Sun Li was draped in a heavy brocade robe, which rustled as he moved closer, without rising from his kneeling position, to Ada across the straw matting. He was whispering his love for Ada and the honor she had done him by visiting him here in his home. They were very close together now, facing each other. Sun Li took up a lotus blossom that had been in a vase on the table and had been left beside him when the table had been cleared and brushed the fingers of one hand through Ada's long, raven-black hair—still black with only the hint of gray strands at her temples—while he threaded the stem of the lotus into her hair.
They were very close together now, their foreheads touching, and Ada watched, her eyes downcast, as Sun Li unfastened her sarong and opened it and dropped it to where it lay in folds around her naked hips. She was naked and completely open to him. Taking considerable time, he kissed his way down her body, along the hollow in her neck, around each of her nipples and heaving breasts in turn, and down toward her navel. She arched her back toward the decking as he moved his face down her torso, his arms encircling her waist.
Ada felt Sun Li take the lotus blossom from her hair. He was kissing her navel and then moving his lips lower. Ada arched back farther, her shoulders touching the straw matting, and her eyes locked on the cascading waterfall across the ravine, itself magically illuminated by torches set down the mountainside around it. She felt his strong lips on the ones she had between her thighs, and she began to moan and sigh, the dreams of so many sexless nights lying beside her husband being fulfilled beyond her wildest expectations. She felt a pricking sensation at her entrance and she rose far enough to see, when she looked down the long, trembling line of her torso, that Sun Li had inserted the stem of the lotus there He was kissing and licking all around the blossom at her opening. He had his lips and teeth planted on her clitoris now and he was tonguing and sucking her. He held her pelvis steady with his strong hands on her hips as he was making love to her here, and she writhed in ecstasy below him. She wanted him inside her now, fucking her deeply. But Sun Li was relentless in his attentions to her clitoris. He just kept holding her still there and tonguing and sucking her until, with a cry and a lurch, she erupted in orgasm and then collapsed back onto the mat.

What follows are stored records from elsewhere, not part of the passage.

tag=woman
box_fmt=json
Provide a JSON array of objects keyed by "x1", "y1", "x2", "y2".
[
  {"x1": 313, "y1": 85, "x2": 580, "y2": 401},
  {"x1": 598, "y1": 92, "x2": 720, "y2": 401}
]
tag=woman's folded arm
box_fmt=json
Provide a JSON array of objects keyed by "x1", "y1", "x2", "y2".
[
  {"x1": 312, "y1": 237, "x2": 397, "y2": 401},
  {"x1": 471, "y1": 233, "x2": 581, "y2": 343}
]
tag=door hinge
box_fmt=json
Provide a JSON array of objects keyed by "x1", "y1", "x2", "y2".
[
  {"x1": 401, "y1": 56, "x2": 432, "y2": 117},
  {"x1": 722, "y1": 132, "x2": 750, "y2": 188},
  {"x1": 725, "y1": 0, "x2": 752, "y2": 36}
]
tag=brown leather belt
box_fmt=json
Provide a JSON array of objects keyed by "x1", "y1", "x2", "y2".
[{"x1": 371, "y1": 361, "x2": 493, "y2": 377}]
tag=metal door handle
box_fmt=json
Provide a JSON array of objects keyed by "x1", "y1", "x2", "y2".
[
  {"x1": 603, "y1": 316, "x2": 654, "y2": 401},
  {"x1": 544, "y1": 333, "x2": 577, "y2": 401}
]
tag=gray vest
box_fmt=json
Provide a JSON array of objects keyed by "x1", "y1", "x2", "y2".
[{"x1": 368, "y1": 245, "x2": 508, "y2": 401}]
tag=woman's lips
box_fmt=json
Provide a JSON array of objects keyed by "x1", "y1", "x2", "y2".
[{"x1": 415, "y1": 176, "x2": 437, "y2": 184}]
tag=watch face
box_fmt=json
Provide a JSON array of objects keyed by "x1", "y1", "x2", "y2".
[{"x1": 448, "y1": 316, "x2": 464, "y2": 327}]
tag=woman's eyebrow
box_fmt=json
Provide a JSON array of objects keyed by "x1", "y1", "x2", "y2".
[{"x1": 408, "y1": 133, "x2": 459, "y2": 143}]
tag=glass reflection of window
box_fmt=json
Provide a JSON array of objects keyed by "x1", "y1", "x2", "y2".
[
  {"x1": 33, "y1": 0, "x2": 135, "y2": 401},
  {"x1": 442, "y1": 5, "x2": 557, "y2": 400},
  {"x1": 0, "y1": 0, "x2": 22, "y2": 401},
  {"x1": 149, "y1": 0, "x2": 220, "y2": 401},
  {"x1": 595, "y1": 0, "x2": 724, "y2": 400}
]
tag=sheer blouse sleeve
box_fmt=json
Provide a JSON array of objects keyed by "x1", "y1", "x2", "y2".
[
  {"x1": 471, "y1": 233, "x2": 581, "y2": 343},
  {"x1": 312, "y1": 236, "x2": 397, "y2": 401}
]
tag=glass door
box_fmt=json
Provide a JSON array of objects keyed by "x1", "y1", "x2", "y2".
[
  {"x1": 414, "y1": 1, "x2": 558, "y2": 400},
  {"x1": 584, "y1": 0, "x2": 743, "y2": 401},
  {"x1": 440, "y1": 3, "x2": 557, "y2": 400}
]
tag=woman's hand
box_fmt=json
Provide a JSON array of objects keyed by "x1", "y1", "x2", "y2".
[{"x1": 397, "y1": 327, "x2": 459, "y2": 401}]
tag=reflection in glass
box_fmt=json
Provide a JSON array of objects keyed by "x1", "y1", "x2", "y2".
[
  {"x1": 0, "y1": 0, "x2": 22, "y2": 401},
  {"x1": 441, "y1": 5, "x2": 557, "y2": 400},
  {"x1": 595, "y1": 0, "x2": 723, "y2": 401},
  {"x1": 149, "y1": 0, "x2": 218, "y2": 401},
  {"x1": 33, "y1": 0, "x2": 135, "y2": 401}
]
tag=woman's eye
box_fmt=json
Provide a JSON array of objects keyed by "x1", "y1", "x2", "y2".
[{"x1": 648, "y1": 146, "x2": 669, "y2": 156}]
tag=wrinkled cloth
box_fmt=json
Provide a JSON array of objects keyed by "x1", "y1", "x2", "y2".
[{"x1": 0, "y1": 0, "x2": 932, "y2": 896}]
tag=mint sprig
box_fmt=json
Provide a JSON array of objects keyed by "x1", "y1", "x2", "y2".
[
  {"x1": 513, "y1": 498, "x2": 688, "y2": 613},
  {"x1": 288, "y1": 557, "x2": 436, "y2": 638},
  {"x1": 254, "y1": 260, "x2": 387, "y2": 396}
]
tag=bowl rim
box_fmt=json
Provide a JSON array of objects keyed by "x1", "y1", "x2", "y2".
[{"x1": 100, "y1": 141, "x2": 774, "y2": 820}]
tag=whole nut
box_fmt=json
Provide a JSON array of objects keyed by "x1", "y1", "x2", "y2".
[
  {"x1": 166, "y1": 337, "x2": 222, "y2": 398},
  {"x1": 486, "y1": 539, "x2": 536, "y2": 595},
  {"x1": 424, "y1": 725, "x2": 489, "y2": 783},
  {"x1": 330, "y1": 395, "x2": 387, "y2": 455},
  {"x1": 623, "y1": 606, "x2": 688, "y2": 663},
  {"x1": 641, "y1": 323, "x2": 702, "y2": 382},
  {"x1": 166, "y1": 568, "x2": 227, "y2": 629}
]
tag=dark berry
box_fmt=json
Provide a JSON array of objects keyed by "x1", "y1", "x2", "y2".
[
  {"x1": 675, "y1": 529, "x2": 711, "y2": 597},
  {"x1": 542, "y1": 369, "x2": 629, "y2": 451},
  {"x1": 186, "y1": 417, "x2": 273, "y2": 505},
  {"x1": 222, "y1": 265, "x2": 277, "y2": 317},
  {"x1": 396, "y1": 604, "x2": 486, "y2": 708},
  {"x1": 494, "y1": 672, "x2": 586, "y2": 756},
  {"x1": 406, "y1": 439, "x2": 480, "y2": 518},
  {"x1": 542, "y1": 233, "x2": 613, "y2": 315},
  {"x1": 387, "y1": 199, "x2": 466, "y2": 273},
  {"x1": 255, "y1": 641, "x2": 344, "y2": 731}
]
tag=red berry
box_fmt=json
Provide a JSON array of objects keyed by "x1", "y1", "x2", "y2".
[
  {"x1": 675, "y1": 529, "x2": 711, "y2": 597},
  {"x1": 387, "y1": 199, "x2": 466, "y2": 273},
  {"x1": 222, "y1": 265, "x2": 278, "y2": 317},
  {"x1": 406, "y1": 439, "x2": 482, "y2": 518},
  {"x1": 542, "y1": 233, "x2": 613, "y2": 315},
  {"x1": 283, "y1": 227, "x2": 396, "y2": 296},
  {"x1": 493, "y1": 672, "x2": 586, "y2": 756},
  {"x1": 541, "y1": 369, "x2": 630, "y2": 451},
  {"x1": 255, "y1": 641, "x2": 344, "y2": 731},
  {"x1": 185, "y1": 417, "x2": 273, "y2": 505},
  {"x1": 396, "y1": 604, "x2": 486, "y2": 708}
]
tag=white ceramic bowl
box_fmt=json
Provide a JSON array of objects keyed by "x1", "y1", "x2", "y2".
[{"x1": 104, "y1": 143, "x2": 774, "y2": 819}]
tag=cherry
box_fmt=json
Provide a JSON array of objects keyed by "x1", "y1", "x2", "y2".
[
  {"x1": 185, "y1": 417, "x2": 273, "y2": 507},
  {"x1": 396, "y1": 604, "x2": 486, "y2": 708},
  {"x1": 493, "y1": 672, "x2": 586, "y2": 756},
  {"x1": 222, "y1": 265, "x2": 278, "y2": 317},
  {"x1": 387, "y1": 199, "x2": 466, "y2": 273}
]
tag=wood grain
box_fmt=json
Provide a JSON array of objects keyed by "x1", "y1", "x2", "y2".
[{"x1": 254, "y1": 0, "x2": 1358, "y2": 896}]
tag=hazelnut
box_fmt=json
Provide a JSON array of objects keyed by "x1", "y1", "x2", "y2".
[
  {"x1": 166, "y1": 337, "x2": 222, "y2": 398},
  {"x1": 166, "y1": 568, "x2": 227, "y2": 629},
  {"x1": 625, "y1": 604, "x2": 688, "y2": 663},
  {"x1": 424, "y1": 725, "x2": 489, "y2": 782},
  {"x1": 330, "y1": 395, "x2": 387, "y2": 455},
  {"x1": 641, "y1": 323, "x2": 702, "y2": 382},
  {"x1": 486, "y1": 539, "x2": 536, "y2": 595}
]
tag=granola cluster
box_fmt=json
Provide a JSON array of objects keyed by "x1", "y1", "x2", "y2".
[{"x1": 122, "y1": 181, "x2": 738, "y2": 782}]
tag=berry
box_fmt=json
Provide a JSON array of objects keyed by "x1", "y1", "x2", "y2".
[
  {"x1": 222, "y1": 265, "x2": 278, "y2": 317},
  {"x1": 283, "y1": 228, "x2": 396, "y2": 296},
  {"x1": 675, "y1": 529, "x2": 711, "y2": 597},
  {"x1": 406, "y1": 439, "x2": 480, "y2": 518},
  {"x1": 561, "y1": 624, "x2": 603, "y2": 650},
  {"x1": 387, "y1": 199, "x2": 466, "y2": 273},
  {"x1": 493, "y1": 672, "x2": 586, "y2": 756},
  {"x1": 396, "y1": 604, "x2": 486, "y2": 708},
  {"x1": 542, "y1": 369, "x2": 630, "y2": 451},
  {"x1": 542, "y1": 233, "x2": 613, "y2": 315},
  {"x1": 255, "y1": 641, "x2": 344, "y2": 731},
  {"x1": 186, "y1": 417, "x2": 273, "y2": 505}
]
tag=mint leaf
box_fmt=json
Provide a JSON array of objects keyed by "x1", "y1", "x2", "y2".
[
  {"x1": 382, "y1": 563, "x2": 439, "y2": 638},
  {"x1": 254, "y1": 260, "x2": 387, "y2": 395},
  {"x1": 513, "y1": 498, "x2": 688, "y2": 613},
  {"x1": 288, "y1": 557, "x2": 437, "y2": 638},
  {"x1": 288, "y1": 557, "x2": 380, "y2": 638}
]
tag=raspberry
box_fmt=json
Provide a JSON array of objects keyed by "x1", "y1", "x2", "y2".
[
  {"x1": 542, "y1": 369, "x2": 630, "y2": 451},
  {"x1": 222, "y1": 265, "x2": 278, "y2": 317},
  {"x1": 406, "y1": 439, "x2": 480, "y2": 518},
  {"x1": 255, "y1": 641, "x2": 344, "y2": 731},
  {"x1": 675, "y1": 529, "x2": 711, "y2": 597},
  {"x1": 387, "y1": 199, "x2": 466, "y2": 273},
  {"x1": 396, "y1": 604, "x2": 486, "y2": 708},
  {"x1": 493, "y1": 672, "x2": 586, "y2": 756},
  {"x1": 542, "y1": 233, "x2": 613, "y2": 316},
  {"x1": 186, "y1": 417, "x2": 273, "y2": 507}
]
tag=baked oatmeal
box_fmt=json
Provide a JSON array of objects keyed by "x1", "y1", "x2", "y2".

Sun Li was telling her how much he had enjoyed that and hoping that she had as well, as he opened his robe and revealed himself fully naked, a dark bronze god, underneath the robe. His cock was in full erection and curved up toward his body. He gave a little laugh as he inserted yet another lotus blossom in the slit in the glans of his penis. Ada watch this blossom, mesmerized, he lowered the head of his cock to her entrance, below her own lotus blossom, and then she both watched and felt as he fed his member into her flowing opening, crushing the lotus blossoms together. She felt the lotus blossoms being pulverized between their lower bellies as Sun Li pulled her pelvis into his and raised her breasts to his chest. The flowers released a strong, intoxicating scent in their joining and bruising. As Sun Li's lips went down to Ada's breasts, he pulled the robe around both of them, and they made long, languid love within their brocade cocoon.